Е.И.: Мы инвестировали в Avito в 2012 году, поверив в бизнес-модель бесплатных объявлений и сильный менеджмент. В этом бизнесе работает модель Winner takes all: если компания достигает лидерства, то забирает весь рынок. После нашей инвестиции Avito поглотила второго и четвертого игрока — Slando и OLX — и стала абсолютным лидером.
Мы ожидали хороших результатов от инвестиции, но не планировали выход из Avito в конце 2015 года. Компания не нанимала инвестбанки для поиска покупателя. Naspers был акционером после слияния с Slando и OLX и сам проявил интерес к покупке контроля, потому что для них этот бизнес, как и российский рынок, стратегически важны. Сделка стала знаковой для российского рынка: в декабре 2015 года на большом негативе во всех отношениях и с ослабевающим в очередной раз рублем стратег купил контроль в российском бизнесе, оценив его в $2.4 миллиарда, заплатив очень высокий мультипликатор по сравнению со сравнимыми компаниями.
— Сколько вы заработали на сделке?
Е.И.: Мы продали половину нашего пакета и многократно вернули наши инвестиции.
— Много неудачных инвестиций?
Е.И.: У нас в каждом фонде бывают неуспешные проекты, на которых мы теряем деньги. Если бы не было потерь, это значило бы, что мы берем на себя недостаточный риск. На неудачном проекте мы можем потерять весь инвестированный капитал, но при этом хорошие инвестиции приносят нам в 5, 10, 15, 20 раз больше.
— Какой обычно у вас процент потерь?
М.К.: Из 70 проектов было где-то 5-6 почти стопроцентных потерь. Еще около 5-10 компаний в какой-то момент были неуспешны и мы должны были что-то радикально менять: стратегию или команду.

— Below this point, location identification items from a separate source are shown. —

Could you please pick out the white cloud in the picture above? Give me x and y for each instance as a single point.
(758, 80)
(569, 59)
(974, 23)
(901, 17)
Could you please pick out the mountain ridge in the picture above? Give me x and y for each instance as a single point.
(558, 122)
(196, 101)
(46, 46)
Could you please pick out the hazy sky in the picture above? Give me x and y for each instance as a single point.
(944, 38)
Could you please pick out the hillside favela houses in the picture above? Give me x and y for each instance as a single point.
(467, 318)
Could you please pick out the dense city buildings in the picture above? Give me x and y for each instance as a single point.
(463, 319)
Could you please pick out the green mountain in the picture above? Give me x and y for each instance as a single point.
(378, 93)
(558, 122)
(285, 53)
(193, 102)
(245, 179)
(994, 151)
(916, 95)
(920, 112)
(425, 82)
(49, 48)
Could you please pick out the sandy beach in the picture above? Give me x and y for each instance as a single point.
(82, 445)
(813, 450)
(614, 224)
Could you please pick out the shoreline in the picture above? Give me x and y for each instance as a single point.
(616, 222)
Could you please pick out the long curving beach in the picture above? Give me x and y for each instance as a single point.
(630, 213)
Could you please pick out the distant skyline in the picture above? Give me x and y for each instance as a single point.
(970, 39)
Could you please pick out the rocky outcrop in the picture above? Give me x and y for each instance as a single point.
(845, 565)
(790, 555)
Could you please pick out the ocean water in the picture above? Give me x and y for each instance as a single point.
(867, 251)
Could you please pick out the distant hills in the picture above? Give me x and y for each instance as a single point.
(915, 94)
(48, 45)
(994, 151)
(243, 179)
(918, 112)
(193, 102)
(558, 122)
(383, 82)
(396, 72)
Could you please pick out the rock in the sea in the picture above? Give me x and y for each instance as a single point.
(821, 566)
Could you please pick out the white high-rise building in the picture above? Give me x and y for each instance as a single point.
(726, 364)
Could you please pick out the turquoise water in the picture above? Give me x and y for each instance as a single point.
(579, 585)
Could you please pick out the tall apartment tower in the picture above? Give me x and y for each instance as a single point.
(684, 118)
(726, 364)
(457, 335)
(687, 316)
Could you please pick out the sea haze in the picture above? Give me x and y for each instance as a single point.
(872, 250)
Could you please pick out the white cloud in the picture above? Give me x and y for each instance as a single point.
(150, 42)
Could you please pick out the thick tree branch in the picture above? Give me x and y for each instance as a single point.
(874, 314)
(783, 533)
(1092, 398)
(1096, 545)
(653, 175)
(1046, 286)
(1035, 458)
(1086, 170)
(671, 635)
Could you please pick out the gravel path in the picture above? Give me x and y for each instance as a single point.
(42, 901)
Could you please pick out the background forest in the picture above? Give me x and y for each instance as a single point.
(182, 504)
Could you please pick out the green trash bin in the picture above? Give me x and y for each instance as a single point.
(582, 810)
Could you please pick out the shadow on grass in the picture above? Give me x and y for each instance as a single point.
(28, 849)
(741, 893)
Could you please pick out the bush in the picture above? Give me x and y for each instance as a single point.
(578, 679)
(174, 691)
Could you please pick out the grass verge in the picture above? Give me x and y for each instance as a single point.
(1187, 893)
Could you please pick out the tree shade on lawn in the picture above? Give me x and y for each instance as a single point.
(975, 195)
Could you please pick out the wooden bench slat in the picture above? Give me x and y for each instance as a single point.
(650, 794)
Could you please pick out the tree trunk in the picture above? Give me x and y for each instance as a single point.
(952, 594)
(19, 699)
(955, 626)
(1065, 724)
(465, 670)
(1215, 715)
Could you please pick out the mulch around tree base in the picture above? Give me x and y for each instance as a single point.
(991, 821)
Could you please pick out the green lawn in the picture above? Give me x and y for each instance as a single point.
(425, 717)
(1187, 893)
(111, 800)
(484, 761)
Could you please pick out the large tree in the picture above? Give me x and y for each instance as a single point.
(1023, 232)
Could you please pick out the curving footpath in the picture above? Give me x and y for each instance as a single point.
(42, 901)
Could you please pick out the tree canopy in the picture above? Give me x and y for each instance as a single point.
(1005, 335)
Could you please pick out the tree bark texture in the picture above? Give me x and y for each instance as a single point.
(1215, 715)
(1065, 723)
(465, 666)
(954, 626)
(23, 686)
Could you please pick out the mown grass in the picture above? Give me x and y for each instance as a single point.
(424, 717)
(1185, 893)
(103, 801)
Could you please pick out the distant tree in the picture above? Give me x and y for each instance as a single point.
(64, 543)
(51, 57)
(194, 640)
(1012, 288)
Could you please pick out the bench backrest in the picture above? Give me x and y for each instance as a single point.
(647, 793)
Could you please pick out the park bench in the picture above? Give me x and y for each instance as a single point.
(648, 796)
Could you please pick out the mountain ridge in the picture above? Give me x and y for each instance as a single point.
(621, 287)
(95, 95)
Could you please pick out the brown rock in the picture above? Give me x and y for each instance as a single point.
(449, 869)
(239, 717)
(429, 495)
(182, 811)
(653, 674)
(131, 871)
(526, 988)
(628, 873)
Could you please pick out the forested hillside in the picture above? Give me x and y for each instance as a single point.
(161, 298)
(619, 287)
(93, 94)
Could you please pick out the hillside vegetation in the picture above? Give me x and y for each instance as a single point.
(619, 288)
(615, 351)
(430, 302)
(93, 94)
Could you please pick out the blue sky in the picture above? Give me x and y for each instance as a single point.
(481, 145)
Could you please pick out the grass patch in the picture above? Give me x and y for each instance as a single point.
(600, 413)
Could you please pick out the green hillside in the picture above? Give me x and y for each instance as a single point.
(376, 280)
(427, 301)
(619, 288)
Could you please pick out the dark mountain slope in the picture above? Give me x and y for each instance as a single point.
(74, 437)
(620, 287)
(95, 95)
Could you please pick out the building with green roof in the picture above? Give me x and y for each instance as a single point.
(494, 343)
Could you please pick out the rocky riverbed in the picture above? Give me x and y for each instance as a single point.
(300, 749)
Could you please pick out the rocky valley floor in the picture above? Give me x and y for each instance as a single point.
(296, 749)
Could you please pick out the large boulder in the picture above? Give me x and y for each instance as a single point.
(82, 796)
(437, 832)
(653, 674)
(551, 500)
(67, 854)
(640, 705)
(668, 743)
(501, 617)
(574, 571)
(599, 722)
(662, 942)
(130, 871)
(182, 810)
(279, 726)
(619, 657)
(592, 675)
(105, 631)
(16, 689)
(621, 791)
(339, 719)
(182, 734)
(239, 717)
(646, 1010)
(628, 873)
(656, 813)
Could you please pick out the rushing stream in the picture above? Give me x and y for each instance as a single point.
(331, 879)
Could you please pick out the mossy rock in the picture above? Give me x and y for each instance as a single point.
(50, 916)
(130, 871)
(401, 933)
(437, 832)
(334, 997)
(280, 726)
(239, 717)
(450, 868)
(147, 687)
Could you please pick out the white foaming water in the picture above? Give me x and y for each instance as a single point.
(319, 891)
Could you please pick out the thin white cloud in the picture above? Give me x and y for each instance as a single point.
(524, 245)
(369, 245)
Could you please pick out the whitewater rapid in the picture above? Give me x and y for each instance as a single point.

Из них больше половины мы скорректировали.
— Как вы оцениваете среднюю доходность на инвестиции. Я видел оценки в интервью Baring Vostok, где назывались цифры около 25% в год?
М.К.: У нас есть долгосрочный взгляд, что нет необходимости инвестировать краткосрочно. Мы смотрим на проекты, где в течение пяти лет возможно трехкратное увеличение стоимости бизнеса. Это наша цель.
— И как средний результат?
М.К.: В среднем больше, чем трехкратное увеличение стоимости.
— Какая у вас плата за управление и за superperformance?
М.К.: Договор с нашими инвесторами занимает 150 страниц. Это не такой простой ответ.
— В среднем на рынке стандартная плата 2% за управление и 20% за успех. Хотя бы немного похожие цифры?
М.К.: Да.
— Как вы храните личные сбережения?
М.К.: Как и у других партнеров Baring Vostok, у меня большая часть денег инвестирована в наши фонды. Наряду с моими инвестициями в Baring Vostok и аффилированные фонды, я в основном инвестирую в недвижимость и краткосрочные бумаги.
— Но инвестиции в Baring Vostok это же двойной риск. В случае неудачи вы можете не только остаться без работы, но еще и потерять весь капитал?
М.К.: С другой стороны, лучше инвестировать в активы или бизнесы, которые ты понимаешь. Мне комфортно, когда я получаю доход от инвестиций в Baring Vostok, где я знаю, куда инвестирован каждый рубль.